An internal team started to work on bringing this data out of the source systems and into a centralized server with API calls and other similar methods. They knew that they wanted to eventually build out dashboards and metrics they could use internally to analyze their business efficiency but were unsure how best to proceed with building that out. They had been working on a local SQL server to start this development process but were having issues with scaling the operation up as the scope of the project expanded. This led them to explore external solutions, which brought us into the picture.
The solution
The solution we proposed involved setting up a full ETL pipeline that would take the data through multiple transformation steps. The first step in this process was utilizing AWS to trigger API calls to all their individual data sources, funneling it all into one cloud storage system (s3).

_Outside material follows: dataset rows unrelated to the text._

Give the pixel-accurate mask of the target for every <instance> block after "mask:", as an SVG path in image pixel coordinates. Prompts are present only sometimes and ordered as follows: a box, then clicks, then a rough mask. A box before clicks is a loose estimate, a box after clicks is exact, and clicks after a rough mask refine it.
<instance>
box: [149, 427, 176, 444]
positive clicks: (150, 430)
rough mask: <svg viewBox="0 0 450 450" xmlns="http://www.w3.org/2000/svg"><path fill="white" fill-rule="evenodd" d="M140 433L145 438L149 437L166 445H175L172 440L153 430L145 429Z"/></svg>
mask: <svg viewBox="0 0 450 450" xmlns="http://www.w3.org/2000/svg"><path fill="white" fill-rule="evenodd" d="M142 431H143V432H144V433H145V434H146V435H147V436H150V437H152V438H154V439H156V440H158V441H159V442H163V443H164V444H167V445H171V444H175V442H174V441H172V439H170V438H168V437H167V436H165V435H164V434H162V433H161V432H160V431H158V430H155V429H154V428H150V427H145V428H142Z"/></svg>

Bringing data through AWS would increase the ease of access for the data and allow for more versatility with the additional steps of the ETL process. The data would then be brought into Snowflake, a cloud data warehouse, to take the raw files and start building tables for that data. Snowflake would handle the ingestion from AWS s3 by utilizing triggers that send notifications when new files are ingested into s3.

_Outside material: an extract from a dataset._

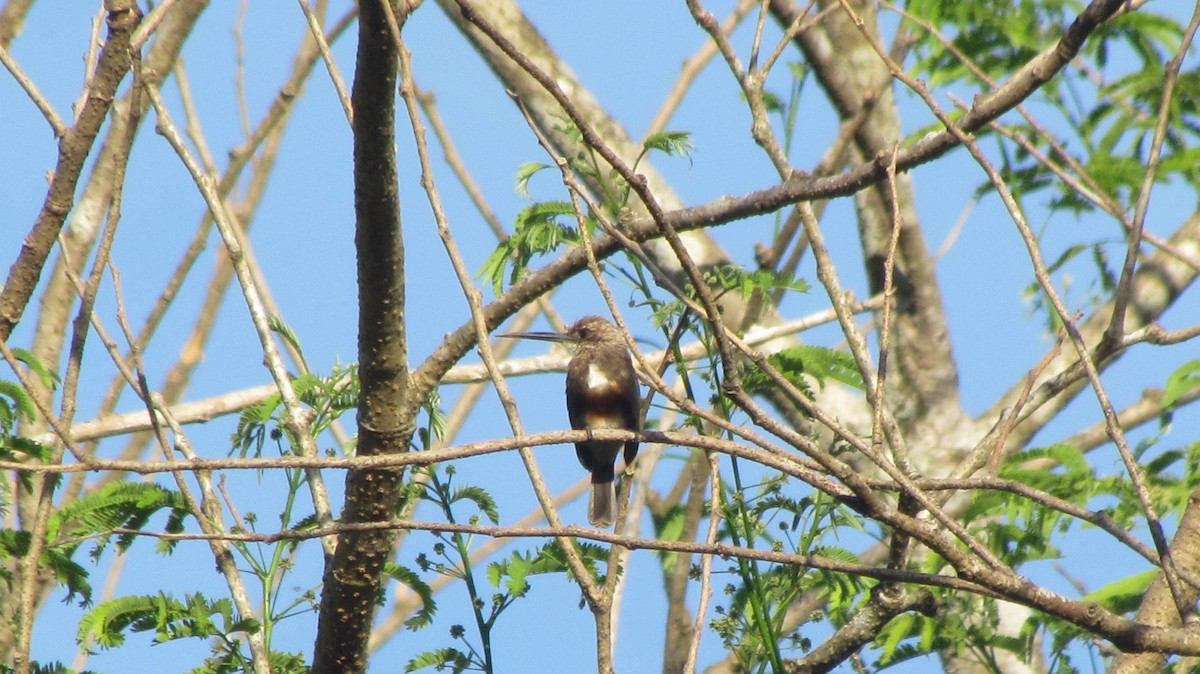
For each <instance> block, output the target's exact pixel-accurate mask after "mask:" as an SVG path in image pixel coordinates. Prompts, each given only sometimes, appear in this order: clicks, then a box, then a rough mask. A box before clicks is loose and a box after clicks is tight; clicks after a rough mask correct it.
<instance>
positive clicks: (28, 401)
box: [0, 349, 58, 512]
mask: <svg viewBox="0 0 1200 674" xmlns="http://www.w3.org/2000/svg"><path fill="white" fill-rule="evenodd" d="M12 351H13V355H14V356H16V359H17V360H18V361H20V362H23V363H25V365H26V366H28V367H29V372H30V373H32V374H34V375H35V377H36V378H37V380H38V381H40V383H41V385H42V386H44V387H46V389H48V390H52V391H53V390H54V386H55V384H56V383H58V379H56V378H55V377H54V373H52V372H50V371H49V369H47V367H46V366H44V365H42V362H41V361H40V360H37V357H36V356H34V354H31V353H30V351H28V350H25V349H13V350H12ZM35 419H37V405H36V404H34V398H31V397H30V395H29V392H26V391H25V387H24V386H22V385H20V384H19V383H17V381H8V380H5V379H0V459H4V461H28V459H34V461H37V462H42V463H44V462H46V461H48V459H49V457H50V450H49V447H46V446H43V445H41V444H38V443H36V441H34V440H32V439H30V438H24V437H20V435H17V425H18V423H19V422H20V421H23V420H24V421H34V420H35ZM18 479H19V480H22V481H23V482H25V485H26V486H28V485H29V482H28V480H29V475H26V474H18ZM0 485H2V487H0V506H2V505H4V504H6V503H7V501H8V500H10V499H8V494H7V492H8V487H10V483H8V482H7V481H5V482H0ZM0 512H2V508H0Z"/></svg>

After the data would move through s3 and Snowflake, an instance of dbt would be added on top of that. Dbt is an ETL tool that allows for SQL querying, taking raw data and transforming it into more user-accessible tables that can be accessed by BI tools like Tableau and ThoughtSpot. Scheduled jobs that create and re-populate these tables are created within dbt Cloud and output the results to Snowflake. From here, the internal BI team at the client can take these finished tables and utilize them to create dashboards and other business metrics that help them determine internal metrics. The end product of this solution essentially streamlines the ingestion/transformation process through the use of three tools set up to eventually run entirely on automation.
The outcome
The goal for this project was to create a reporting suite that would give our client business insights into their consumers and their own internal proceedings. Our client's data, after going through our new pipeline, takes several disparate sources and links them together with keys and joins that the client can use to more seamlessly create visuals. Rather than having to spend time building out every metric and view within a BI tool, the work is already done and being refreshed regularly within Snowflake. This solution is saving time in the long run, as data is now easier for stakeholders to access and analyze compared to the earlier raw state. Not to mention the benefits of cloud storage allowing more versatility than their previous local server.
The reports being built off this data have also proved to be very effective within the company. This healthcare client's BI team has been reporting on new developments within the company that were discovered using our new system. Certain tables have helped point them toward gaps in their data collection, pain points with their regular users and places to improve efficiency with their call center staff. These insights will continue to grow as more data is ingested and tables are developed. Our client is now learning more about how to improve the efficiency of their business model, as well as simplifying their data handling coming from collection sources.
We were able to create a better atmosphere for client learning within the team we worked with. We gave them a better understanding of how to format and organize their data into a more user-accessible system. This will continue to have benefits in cost savings, as a lot of these practices apply to the best ways to run a data warehouse from a finance perspective, as well as from a data analyst perspective. While they are working more on the physical deliverables of this endeavor, we have been focused on creating a knowledge base within the company that allows them to continue growing even after we are finished with this project.